Le fait d’être grand-père a été pour lui un immense bonheur.
C’est nous qui gardions la petite pendant la semaine. Tous
les jours, quel que soit le temps, mon mari sortait le matin et
l’après-midi pour se promener avec Audrey. Quelquefois je
les accompagnais. Une relation très profonde s’est tissée
entre le grand-père et sa petite-fille. Il lui arrivait souvent de
s’asseoir sur un banc et de chanter à Audrey des comptines
pour enfants. Elle s’endormait ensuite paisiblement. Ce fut
une période très heureuse pour lui.
Mais au bout de trois ans, tout a basculé: mon mari est sorti
faire un petit tour dans le quartier avec Audrey qui
l’accompagnait sur son tricycle. Comme à l’accoutumée, ils
ont fait leur petite halte habituelle au restaurant.
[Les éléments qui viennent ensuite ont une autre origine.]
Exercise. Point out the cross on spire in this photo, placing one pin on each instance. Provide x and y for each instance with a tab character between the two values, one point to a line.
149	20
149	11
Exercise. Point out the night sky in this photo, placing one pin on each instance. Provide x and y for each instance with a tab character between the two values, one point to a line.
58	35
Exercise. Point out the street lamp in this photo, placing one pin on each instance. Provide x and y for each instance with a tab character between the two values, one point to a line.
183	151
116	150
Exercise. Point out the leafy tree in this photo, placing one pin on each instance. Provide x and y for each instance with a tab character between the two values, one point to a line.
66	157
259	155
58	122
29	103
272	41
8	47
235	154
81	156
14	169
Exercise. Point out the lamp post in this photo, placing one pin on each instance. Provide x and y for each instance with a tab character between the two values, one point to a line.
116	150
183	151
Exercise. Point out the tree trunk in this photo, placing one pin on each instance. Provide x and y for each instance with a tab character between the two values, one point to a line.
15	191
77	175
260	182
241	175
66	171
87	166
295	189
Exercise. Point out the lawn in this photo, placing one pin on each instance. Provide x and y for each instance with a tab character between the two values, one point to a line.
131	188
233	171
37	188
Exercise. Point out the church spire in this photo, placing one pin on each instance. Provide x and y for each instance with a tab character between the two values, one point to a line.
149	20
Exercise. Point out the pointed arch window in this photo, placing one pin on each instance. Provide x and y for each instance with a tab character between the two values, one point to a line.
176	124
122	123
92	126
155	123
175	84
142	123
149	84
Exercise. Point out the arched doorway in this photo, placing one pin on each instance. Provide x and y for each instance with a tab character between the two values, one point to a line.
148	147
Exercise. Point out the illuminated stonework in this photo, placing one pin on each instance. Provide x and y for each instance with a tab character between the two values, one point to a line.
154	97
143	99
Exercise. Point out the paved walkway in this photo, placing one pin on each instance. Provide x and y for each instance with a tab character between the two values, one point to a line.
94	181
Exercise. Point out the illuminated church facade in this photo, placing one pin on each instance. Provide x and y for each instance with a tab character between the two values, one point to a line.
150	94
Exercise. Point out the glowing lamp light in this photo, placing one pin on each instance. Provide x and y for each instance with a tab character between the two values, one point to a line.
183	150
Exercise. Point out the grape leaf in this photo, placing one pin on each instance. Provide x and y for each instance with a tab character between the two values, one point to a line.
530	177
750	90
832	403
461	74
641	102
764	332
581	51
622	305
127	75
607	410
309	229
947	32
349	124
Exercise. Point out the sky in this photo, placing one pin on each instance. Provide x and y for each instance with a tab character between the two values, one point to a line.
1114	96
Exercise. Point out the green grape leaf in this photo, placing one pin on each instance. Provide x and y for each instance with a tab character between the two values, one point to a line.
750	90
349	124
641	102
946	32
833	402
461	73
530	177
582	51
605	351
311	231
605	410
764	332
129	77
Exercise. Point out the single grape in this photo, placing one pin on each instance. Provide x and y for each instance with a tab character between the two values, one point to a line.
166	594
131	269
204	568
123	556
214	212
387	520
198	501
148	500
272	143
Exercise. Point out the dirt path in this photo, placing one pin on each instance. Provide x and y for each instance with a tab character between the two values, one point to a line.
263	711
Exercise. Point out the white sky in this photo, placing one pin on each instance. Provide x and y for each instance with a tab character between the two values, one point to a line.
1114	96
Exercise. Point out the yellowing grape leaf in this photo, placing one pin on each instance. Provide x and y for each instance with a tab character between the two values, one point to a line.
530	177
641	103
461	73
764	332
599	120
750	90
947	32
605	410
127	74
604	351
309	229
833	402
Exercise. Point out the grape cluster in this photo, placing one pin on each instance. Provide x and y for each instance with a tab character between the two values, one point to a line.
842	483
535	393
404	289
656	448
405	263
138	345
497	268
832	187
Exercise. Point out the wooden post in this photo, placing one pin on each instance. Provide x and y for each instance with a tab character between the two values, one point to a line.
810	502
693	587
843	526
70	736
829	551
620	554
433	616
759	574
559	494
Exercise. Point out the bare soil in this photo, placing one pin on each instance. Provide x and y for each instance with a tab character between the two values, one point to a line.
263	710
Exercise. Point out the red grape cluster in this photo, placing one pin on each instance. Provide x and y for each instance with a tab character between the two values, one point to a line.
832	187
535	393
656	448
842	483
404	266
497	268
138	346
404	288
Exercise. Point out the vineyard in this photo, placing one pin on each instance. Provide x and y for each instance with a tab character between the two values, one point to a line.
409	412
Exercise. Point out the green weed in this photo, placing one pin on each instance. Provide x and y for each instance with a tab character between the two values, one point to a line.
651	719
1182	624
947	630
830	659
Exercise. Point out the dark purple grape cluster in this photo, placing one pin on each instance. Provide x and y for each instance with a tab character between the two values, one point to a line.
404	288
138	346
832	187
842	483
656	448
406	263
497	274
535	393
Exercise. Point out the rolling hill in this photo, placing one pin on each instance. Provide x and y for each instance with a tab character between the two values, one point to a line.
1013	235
A un
moment, Audrey a voulu rentrer mais le grand-père s’est mis
en tête de rester. La petite a pris toute seule le chemin du
retour, ce qui impliquait notamment de traverser une rue très
fréquentée. Un homme a récupéré l’enfant en pleurs et l’a
ramenée à la maison. A partir de ce moment-là, il était clair
pour moi que je ne pourrais plus jamais confier Audrey à la
garde de mon mari. Cette décision a été pour lui d’autant
plus difficile à accepter qu’il n’avait pas conscience de ce
qui lui arrivait. A compter de ce jour, je les accompagnais à
chaque fois qu’ils sortaient.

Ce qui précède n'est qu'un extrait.